Derived Data

A sane application starts with sane data structures.

This was what our data structures professor told me when I presented my project a few years ago. I have followed this mantra ever since. A sane application starts with sensible data, and works it's way from there. The UI is merely decoration. However, time and again, project after project, debugging hell happens. And it all boils down to data structures, specifically about failing to determine what derived data is.


What is this "derived data"?

Derived data... erm... the simplest example I could come up would be a person's name. A person's name is commonly derived from the person's first, middle and last names. Local time is also another example, with it being derived from a server timestamp and the user's timezone. Simply put, derived data is simply a byproduct of undecomposable data and a computation.

To get a sense in context to frameworks and programming, derived data is a result of what is commonly called as "computed properties". In conceptual terms, it's a result of the "view logic". Derived data doesn't reside in the data model nor does it have a place in the data model. They're not persisted either, just constructed on-the-fly.

So what makes derived data a problem?

The problem with derived data is failure to identify if it is one. A common symptom of failure to determine derived data is writing observers explicitly for one or more pieces of data to update one or more other pieces of data.

Take for instance a form where it asks for a birthday, and determines if the user is classified as elderly, adult or a minor. A naive programmer would create a birthday property, add a watcher to it to update isElderly, isAdult, and isMinor. Changes are then rendered and persisted somewhere.

Sure, it works but that's just where the problem starts. What if a new developer comes in, who knows nothing nor finds documentation about the 3 flag properties, implements a feature that updates the birthday? New developer implements birthday-updating code, but the flags stay the same. Boom! Eroneous state!

How do we fix this?

Identify what pieces of data are derived. To know if it should be derived, the easiest check would be to see if any piece of data is some form of another piece of data. In the example above, the statuses are simply a byproduct of birthday and a set of conditions. Names are byproducts of first, middle and last names against a concatenation function. Local time is a computation of server time and user timezone.

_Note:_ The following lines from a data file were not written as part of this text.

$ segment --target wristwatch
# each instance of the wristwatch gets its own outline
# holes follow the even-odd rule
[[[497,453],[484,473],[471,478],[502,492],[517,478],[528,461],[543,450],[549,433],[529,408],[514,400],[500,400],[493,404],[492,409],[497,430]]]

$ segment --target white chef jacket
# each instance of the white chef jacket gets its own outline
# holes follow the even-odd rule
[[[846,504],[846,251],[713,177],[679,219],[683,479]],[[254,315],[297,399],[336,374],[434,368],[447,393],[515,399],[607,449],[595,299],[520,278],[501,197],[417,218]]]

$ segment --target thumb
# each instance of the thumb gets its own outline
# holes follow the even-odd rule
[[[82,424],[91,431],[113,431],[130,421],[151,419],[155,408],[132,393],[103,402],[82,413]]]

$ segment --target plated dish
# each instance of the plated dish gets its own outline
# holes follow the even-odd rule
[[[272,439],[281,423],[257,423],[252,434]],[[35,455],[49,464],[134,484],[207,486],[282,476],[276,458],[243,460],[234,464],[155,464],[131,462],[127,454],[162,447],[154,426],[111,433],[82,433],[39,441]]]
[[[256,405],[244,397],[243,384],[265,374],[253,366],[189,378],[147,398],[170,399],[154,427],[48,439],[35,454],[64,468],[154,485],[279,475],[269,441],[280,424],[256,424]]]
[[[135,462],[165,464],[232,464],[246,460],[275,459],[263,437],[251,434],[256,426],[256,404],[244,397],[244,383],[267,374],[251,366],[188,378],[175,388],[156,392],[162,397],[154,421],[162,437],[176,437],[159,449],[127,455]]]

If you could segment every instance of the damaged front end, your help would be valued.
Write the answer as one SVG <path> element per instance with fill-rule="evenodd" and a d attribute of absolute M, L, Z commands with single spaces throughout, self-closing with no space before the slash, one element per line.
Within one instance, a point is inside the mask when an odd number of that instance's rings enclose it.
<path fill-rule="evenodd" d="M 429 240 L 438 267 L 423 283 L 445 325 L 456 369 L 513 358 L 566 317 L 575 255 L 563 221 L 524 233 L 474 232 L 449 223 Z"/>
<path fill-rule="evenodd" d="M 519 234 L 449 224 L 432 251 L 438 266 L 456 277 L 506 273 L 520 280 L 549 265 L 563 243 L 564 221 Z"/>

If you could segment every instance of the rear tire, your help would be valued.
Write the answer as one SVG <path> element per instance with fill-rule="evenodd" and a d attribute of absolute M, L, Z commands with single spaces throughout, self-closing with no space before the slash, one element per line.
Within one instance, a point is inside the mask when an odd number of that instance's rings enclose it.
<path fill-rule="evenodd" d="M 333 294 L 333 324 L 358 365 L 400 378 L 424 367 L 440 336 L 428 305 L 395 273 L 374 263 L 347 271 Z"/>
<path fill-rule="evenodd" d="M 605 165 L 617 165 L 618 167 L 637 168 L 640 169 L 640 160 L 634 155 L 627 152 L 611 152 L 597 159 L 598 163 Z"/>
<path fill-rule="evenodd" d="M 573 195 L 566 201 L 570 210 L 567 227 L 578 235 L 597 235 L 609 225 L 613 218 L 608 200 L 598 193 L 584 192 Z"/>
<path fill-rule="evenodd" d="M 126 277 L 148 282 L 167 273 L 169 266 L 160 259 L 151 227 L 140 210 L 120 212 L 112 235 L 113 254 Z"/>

It's these undecomposable properties that should be persisted in the system. Not storing derived data is perfectly fine. Getting them back would be as simple as running the data again through the same computation. If that computation is implemented properly (referentially transparent), running through that same data again will always give the same result.

Tradeoffs

The tradeoff I normally see is that computations get written all the time and needed across different parts of the app. But this is no problem, as these computations can be offloaded to a separate utility module. This module can then be used in the locations needed.

Now I was asked this question: What if that same data is to be represented the same way in another platform in the system? Like say represent that same data and validity state when the data is rendered into a PDF, or XML? I'd say recompute it! Write that computation again in that plaform!

Think about it. When the application gets a dependency that's no simpler than a bowl of spaghetti, and where parts often get put in, pulled out, and mangled, is it really worth losing time and hair?

Conclusion

Save hair. Know when data is derived. It will work wonders in development.